Co-owners Kanye West, Daft Punk, Alicia Keys, Madonna and other musicians were in New York on Monday to sign a declaration of a "whole new era." Still, Tidal is entering a crowded space, with stiff competition from Spotify, Pandora Media Inc and Clear Channel's I Heart Radio.
But Jay Z's deep music ties could help distinguish Tidal from its rivals.
Musicians complain they are not being properly compensated for digital music rights. Additionally, music downloads have been shrinking as streaming services boom in popularity.
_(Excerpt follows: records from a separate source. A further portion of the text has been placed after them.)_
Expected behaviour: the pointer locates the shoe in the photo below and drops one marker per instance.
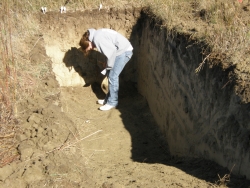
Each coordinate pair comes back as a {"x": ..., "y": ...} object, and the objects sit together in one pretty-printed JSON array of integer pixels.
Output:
[
  {"x": 100, "y": 101},
  {"x": 106, "y": 107}
]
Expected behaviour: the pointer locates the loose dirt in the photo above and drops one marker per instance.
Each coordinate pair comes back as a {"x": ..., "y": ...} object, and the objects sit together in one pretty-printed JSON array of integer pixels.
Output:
[{"x": 65, "y": 141}]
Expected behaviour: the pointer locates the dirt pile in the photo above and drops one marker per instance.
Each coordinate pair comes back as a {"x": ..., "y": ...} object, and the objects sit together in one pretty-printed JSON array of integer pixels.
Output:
[{"x": 65, "y": 141}]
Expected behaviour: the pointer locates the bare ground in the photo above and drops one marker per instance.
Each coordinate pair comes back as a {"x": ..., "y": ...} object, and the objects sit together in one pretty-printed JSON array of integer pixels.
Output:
[{"x": 65, "y": 141}]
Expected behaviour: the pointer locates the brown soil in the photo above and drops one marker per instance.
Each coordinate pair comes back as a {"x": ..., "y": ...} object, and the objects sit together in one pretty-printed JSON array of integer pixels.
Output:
[{"x": 65, "y": 141}]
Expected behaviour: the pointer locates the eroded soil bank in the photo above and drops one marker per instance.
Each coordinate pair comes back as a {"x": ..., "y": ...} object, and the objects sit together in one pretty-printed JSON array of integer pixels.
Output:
[{"x": 65, "y": 141}]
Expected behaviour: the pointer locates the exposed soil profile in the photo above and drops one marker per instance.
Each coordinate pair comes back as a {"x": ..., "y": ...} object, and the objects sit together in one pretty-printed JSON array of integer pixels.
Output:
[{"x": 65, "y": 141}]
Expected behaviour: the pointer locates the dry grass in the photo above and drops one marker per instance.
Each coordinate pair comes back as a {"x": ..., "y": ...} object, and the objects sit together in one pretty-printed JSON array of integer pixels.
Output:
[{"x": 219, "y": 23}]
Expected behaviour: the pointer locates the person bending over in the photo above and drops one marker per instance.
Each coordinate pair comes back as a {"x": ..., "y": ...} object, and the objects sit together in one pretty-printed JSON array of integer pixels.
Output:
[{"x": 118, "y": 51}]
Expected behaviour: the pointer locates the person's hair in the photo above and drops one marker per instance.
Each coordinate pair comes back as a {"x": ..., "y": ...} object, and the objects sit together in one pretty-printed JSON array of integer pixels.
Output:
[{"x": 84, "y": 42}]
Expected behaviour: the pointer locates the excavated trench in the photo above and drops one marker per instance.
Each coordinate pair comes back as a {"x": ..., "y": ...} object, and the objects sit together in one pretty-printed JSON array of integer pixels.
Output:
[{"x": 199, "y": 114}]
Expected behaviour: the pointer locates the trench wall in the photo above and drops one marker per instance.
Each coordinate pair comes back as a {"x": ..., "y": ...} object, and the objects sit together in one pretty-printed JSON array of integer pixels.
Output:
[{"x": 199, "y": 114}]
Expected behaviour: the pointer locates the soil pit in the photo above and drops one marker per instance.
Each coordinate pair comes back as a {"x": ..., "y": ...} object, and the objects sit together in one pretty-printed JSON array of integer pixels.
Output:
[{"x": 67, "y": 142}]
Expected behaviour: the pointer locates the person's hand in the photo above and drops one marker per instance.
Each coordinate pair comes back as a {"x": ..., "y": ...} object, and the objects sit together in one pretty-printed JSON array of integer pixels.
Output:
[{"x": 103, "y": 64}]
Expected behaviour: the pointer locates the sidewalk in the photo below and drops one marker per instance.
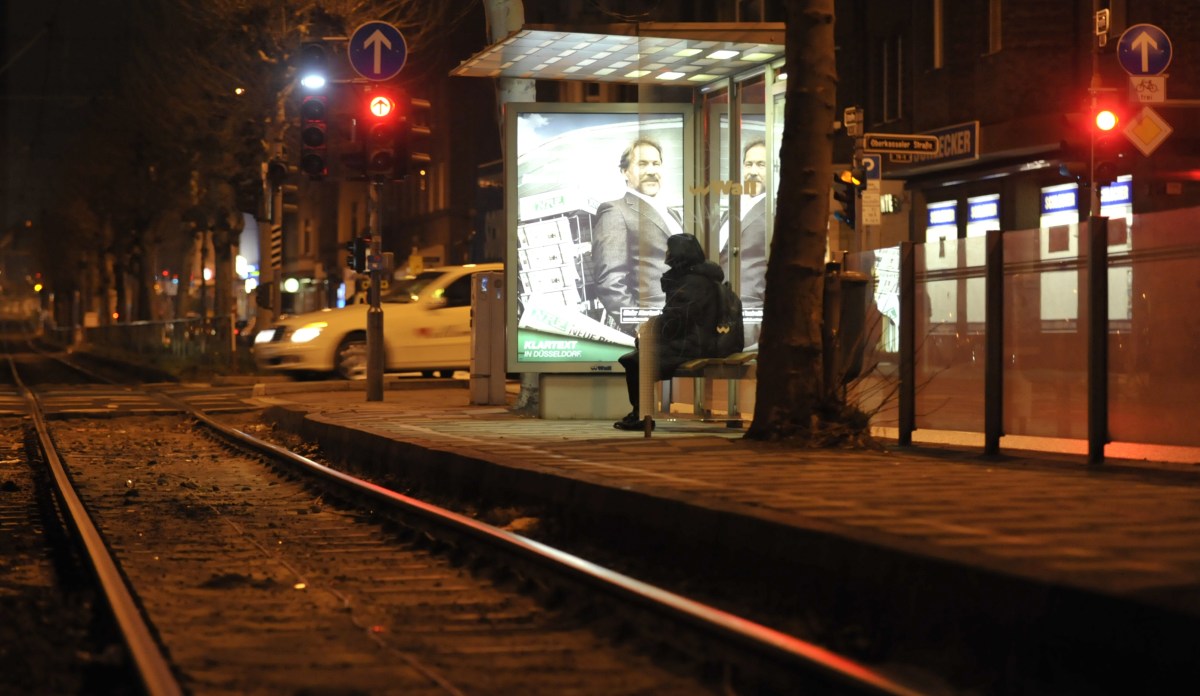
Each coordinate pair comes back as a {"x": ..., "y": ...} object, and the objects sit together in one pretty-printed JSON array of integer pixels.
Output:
[{"x": 941, "y": 545}]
The Beatles' Ringo Starr addressed the issue with Reuters TV on Monday: "All I ever hear is that your record has been streamed 17 million times and they give you a cheque for 12 bucks. I don't understand that." Last year, Taylor Swift pulled her entire catalogue from Spotify in a shocking move.
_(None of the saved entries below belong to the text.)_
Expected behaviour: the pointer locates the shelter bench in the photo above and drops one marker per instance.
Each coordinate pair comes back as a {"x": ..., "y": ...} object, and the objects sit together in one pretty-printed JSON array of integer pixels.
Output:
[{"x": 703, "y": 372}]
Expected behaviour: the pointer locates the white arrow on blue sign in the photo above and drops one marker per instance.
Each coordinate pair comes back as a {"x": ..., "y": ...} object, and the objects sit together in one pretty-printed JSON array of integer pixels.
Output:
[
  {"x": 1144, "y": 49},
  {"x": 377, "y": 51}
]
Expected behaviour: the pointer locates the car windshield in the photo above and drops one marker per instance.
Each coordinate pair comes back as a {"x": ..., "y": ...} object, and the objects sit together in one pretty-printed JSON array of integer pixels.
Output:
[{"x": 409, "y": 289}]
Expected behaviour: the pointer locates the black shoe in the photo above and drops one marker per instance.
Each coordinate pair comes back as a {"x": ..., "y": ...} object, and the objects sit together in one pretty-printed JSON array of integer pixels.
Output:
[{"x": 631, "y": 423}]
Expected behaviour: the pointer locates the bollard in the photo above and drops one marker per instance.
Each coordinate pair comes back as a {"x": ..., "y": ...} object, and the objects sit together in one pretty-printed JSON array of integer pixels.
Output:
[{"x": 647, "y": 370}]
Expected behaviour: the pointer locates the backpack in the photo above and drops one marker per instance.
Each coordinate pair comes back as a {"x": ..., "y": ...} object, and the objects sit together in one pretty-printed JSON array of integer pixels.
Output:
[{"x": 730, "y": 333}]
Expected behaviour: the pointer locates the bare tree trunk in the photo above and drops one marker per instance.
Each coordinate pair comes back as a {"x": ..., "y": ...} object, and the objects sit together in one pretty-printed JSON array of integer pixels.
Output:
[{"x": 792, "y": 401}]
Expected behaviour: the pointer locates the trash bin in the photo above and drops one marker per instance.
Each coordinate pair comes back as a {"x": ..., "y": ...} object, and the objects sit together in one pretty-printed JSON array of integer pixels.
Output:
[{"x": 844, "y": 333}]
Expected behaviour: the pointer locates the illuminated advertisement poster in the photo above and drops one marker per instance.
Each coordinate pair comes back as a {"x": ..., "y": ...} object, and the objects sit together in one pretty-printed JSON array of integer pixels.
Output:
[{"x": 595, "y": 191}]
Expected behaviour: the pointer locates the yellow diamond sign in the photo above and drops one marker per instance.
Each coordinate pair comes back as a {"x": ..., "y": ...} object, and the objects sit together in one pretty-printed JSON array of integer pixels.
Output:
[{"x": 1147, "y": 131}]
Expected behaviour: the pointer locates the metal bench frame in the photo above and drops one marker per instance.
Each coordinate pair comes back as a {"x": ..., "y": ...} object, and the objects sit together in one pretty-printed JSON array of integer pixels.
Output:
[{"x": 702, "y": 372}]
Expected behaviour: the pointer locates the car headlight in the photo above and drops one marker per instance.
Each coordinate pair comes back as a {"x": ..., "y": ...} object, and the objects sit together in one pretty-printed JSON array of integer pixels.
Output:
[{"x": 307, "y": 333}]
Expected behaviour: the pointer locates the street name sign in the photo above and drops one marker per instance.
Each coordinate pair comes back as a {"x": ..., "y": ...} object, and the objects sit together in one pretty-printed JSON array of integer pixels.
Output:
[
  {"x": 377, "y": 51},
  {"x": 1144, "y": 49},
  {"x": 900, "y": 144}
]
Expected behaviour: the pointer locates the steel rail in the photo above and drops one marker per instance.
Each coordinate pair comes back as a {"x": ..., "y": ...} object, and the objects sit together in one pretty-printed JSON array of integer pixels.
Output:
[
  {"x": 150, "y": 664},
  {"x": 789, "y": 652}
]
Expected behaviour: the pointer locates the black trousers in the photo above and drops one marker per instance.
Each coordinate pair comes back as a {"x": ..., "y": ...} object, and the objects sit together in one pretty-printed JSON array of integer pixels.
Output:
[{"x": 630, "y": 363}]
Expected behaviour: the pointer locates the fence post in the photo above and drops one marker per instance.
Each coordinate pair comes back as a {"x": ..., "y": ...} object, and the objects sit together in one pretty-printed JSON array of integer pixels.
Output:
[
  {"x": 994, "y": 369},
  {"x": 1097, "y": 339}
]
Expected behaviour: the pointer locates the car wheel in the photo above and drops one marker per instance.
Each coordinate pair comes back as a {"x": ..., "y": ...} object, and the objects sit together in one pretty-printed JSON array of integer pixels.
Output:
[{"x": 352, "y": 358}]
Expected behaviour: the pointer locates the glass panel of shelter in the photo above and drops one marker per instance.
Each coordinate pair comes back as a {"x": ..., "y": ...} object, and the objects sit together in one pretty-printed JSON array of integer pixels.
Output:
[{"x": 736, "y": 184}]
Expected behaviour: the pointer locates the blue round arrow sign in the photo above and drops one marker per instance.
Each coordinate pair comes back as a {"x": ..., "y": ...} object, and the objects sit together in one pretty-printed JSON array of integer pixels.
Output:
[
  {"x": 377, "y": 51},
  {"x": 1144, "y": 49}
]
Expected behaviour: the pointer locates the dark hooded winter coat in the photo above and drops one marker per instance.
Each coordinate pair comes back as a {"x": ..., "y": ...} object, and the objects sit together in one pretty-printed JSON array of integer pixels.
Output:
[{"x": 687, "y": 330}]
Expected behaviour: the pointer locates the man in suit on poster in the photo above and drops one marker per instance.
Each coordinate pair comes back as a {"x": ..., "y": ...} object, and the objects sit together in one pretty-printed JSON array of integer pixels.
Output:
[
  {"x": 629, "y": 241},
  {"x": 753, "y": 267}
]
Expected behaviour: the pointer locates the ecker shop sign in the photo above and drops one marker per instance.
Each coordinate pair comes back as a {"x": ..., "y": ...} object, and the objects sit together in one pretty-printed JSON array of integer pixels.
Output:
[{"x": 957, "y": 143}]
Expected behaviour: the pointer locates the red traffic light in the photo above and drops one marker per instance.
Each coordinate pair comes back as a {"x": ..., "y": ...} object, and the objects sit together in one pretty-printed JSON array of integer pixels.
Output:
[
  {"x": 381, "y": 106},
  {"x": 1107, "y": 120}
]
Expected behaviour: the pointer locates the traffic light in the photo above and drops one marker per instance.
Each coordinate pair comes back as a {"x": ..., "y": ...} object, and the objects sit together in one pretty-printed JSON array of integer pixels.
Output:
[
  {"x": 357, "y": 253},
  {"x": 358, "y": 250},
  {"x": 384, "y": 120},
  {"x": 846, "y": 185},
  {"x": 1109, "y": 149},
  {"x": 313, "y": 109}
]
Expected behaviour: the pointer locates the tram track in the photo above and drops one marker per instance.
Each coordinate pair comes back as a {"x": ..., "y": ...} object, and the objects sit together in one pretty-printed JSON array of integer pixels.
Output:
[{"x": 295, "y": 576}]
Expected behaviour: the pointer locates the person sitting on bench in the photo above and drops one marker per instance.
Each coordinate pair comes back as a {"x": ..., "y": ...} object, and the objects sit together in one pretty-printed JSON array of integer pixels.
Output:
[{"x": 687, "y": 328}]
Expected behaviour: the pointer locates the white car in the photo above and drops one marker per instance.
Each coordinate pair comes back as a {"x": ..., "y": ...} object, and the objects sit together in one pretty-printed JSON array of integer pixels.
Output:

Swift's catalogue is available on Tidal but her latest 1989 is not.
Tidal has deals for rights with all the major record labels, a representative with the company said.
While the glitzy line-up on Monday did not directly address compensation, Alicia Keys said, "We believe it's in everyone's interest... to preserve music." Tidal is offering a mix of stock and cash to its owners for promotional support, which does not include rights to the music, the Financial Times reported.
One partner was offered US$3 million for a 3 per cent stake, the report said.
Tidal is an offspring of Jay Z's company Project Panther Bidco, which acquired more than 90 per cent of the Swedish streaming music company Aspiro AB for US$54 million earlier this month.
For US$19.99 a month, subscribers have access to millions of songs and videos in high fidelity.
A US$9.99 option offers regular sound quality. Tidal is available in 35 countries and subscribers can listen offline to as many songs as their device will hold.